Determinants of increased stability of the beta-lactoglobulin folding in the presence of polyols

Stability of protein folding in systems that include high concentrations of non-ionic solutes is of great practical relevance to the food and biotechnology fields. The unfolding of bovine betalactoglobulin (BLG) has been much studied, also because this food protein is a major food allergen and a vehicle for a number of micronutrients. Unfolding of various structural regions in BLG was monitored by means of various spectroscopic techniques in the presence/absence of sucrose or sorbitol (20 to 40% by weight). At room temperature, the added agents altered the 1H NMR signals from Glu89 (involved in the Tanford transition and in controlling access to the binding cavity in BLG), although they did not affect the binding of hydrophobic molecules.

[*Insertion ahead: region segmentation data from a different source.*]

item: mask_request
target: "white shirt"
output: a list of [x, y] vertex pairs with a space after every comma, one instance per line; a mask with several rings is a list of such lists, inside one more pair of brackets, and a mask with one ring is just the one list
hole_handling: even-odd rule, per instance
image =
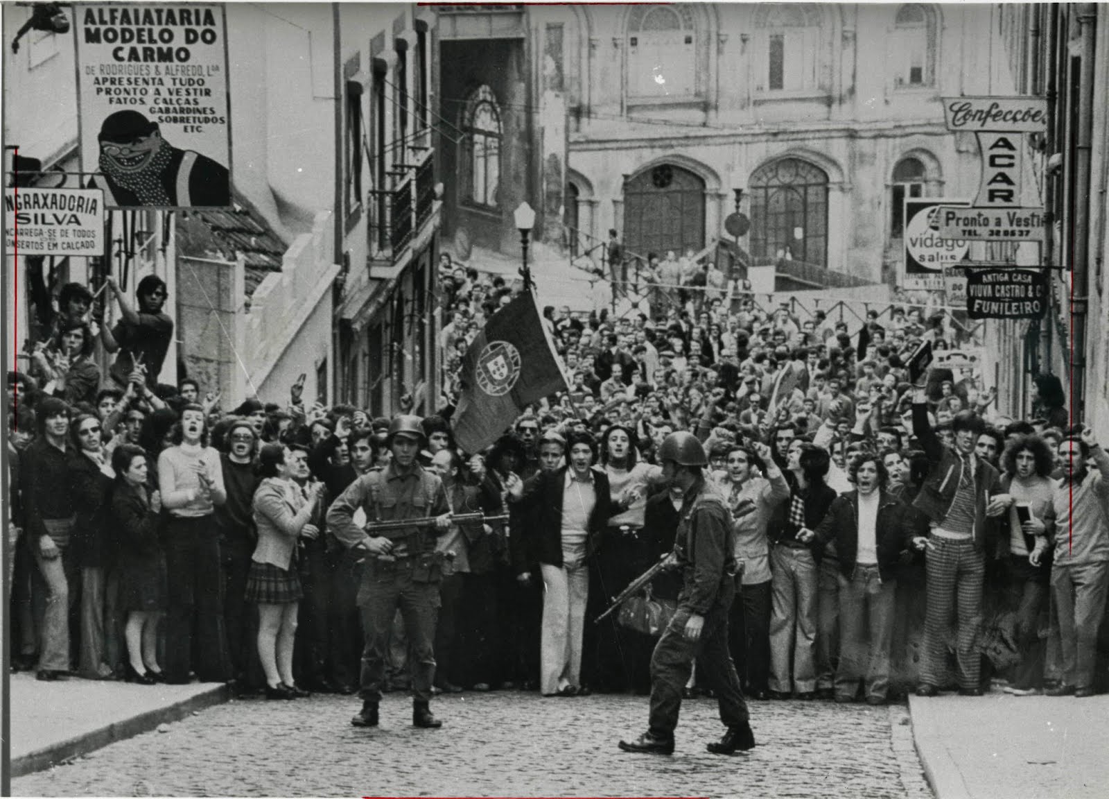
[[878, 498], [877, 490], [858, 494], [858, 550], [855, 563], [874, 565], [878, 562]]

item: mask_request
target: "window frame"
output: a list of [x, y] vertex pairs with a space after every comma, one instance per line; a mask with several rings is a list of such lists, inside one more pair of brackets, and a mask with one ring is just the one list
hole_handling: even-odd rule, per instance
[[[675, 31], [675, 34], [683, 39], [682, 47], [689, 48], [688, 53], [683, 54], [686, 64], [685, 69], [688, 69], [688, 73], [683, 74], [685, 85], [682, 87], [680, 91], [675, 91], [674, 93], [642, 92], [639, 81], [633, 79], [633, 75], [640, 74], [640, 70], [638, 69], [639, 60], [649, 58], [640, 51], [640, 48], [643, 45], [639, 43], [639, 40], [644, 37], [644, 34], [650, 37], [651, 34], [658, 32], [655, 30], [644, 29], [642, 27], [643, 22], [658, 11], [671, 13], [678, 21], [678, 28], [659, 29], [659, 31]], [[686, 39], [689, 41], [684, 41]], [[627, 48], [624, 59], [624, 97], [627, 98], [629, 105], [680, 104], [699, 101], [703, 97], [703, 79], [700, 74], [701, 51], [703, 45], [699, 36], [698, 18], [691, 9], [685, 8], [682, 4], [632, 7], [628, 17], [628, 29], [624, 36], [624, 44]]]
[[[484, 109], [488, 108], [491, 111], [492, 118], [496, 122], [496, 130], [488, 128], [476, 128], [475, 120], [478, 113]], [[469, 95], [464, 109], [464, 120], [462, 120], [462, 131], [466, 136], [462, 142], [462, 163], [465, 164], [462, 169], [462, 180], [459, 182], [461, 189], [461, 200], [465, 204], [470, 205], [476, 209], [481, 209], [485, 211], [496, 211], [500, 208], [498, 204], [497, 194], [500, 191], [500, 183], [502, 176], [502, 156], [505, 152], [503, 141], [505, 141], [505, 121], [503, 114], [500, 110], [500, 104], [497, 102], [497, 95], [494, 93], [492, 88], [488, 83], [482, 83]], [[489, 156], [488, 143], [484, 143], [484, 159], [482, 159], [482, 191], [481, 198], [477, 196], [477, 181], [476, 181], [476, 162], [477, 158], [477, 142], [478, 139], [482, 142], [496, 142], [496, 162], [497, 162], [497, 183], [494, 188], [490, 196], [489, 192], [489, 164], [492, 159]]]
[[[937, 62], [937, 21], [936, 12], [927, 3], [902, 3], [895, 7], [894, 23], [891, 29], [891, 60], [893, 61], [893, 75], [895, 91], [928, 91], [936, 89], [936, 62]], [[919, 9], [923, 20], [920, 22], [898, 22], [898, 18], [906, 9]], [[912, 78], [913, 65], [910, 62], [912, 49], [908, 44], [923, 36], [923, 75], [919, 83], [914, 83]]]
[[[772, 183], [772, 182], [769, 182], [769, 176], [770, 175], [773, 174], [774, 176], [779, 176], [775, 173], [781, 173], [781, 171], [783, 170], [783, 168], [785, 166], [785, 164], [791, 163], [791, 162], [795, 163], [795, 164], [800, 164], [812, 176], [820, 176], [820, 178], [822, 178], [822, 180], [812, 181], [812, 182], [795, 182], [795, 183], [785, 183], [785, 182], [782, 182], [782, 183]], [[795, 171], [797, 170], [796, 166], [793, 166], [793, 169]], [[762, 179], [762, 175], [764, 175], [764, 174], [767, 175], [767, 182], [763, 183], [762, 185], [760, 185], [760, 180]], [[747, 192], [749, 192], [749, 196], [751, 199], [750, 202], [751, 202], [751, 221], [752, 221], [752, 229], [751, 229], [751, 254], [752, 254], [752, 256], [755, 257], [755, 259], [762, 259], [764, 261], [765, 260], [777, 261], [777, 257], [779, 257], [777, 256], [777, 252], [776, 252], [777, 244], [782, 243], [782, 242], [779, 242], [777, 239], [776, 239], [776, 236], [772, 235], [772, 233], [784, 231], [786, 229], [782, 227], [781, 225], [777, 225], [777, 224], [772, 224], [772, 221], [771, 221], [771, 213], [772, 213], [771, 209], [772, 209], [773, 205], [772, 205], [771, 201], [772, 201], [772, 196], [775, 195], [777, 192], [781, 192], [781, 191], [792, 191], [792, 192], [798, 192], [800, 191], [800, 193], [801, 193], [802, 221], [804, 223], [804, 226], [802, 227], [802, 230], [805, 231], [805, 235], [801, 240], [803, 242], [803, 250], [802, 250], [802, 252], [801, 253], [795, 253], [791, 249], [791, 253], [790, 253], [791, 259], [794, 260], [794, 261], [801, 261], [801, 262], [804, 262], [804, 263], [810, 263], [810, 264], [814, 264], [814, 265], [821, 266], [823, 269], [827, 269], [828, 267], [828, 263], [827, 263], [827, 261], [828, 261], [828, 233], [830, 233], [830, 231], [828, 231], [828, 203], [830, 203], [830, 198], [831, 198], [828, 175], [827, 175], [827, 172], [825, 172], [818, 165], [812, 163], [811, 161], [806, 161], [804, 159], [796, 158], [795, 155], [784, 155], [782, 158], [775, 159], [773, 161], [770, 161], [770, 162], [763, 164], [757, 170], [755, 170], [754, 172], [751, 173], [751, 180], [749, 182]], [[813, 196], [813, 192], [821, 192], [822, 195], [818, 196], [818, 198], [817, 196]], [[820, 201], [818, 203], [816, 202], [817, 200]], [[817, 204], [818, 204], [820, 208], [817, 208]], [[762, 226], [761, 231], [760, 231], [760, 226], [759, 226], [760, 220], [757, 219], [760, 212], [762, 212], [766, 216], [766, 219], [763, 221], [763, 226]], [[820, 220], [816, 220], [815, 218], [811, 219], [811, 214], [815, 214], [815, 213], [820, 213], [821, 214], [821, 219]], [[782, 216], [783, 214], [775, 214], [775, 215]], [[820, 231], [821, 232], [817, 233], [816, 235], [810, 235], [810, 231], [813, 230], [812, 222], [816, 222], [816, 221], [820, 222]], [[760, 232], [762, 233], [762, 235], [760, 235]], [[812, 253], [810, 252], [810, 242], [812, 242], [812, 244], [815, 246], [816, 245], [816, 241], [815, 240], [817, 240], [817, 239], [821, 240], [821, 242], [822, 242], [821, 243], [821, 250], [822, 250], [822, 252], [820, 253], [818, 260], [814, 261], [811, 257]], [[791, 241], [796, 241], [796, 240], [786, 236], [784, 239], [785, 243], [783, 243], [783, 249], [788, 247], [790, 246], [788, 242], [791, 242]], [[760, 254], [760, 247], [762, 249], [762, 254]], [[784, 253], [783, 253], [783, 257], [784, 257]]]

Temperature dependence studies indicated that sugars and polyols stabilized against: 1) breakdown of the hydrophobic contacts that ensure interaction of the C-terminus helix with the beta-barrel main protein body (this is essential to prevent polymerization of the unfolded protein through disulfide exchange); 2) overall loss of tertiary structure, as monitored by near-UV CD; 3) formation of covalent and non-covalent aggregates among partially denatured BLG isoforms, as aggregation was remarkably slowed down by the added agents. Thus, individual steps of BLG unfolding (and of ensuing aggregation) appear to be specifically affected by the additions of either sugars or polyols.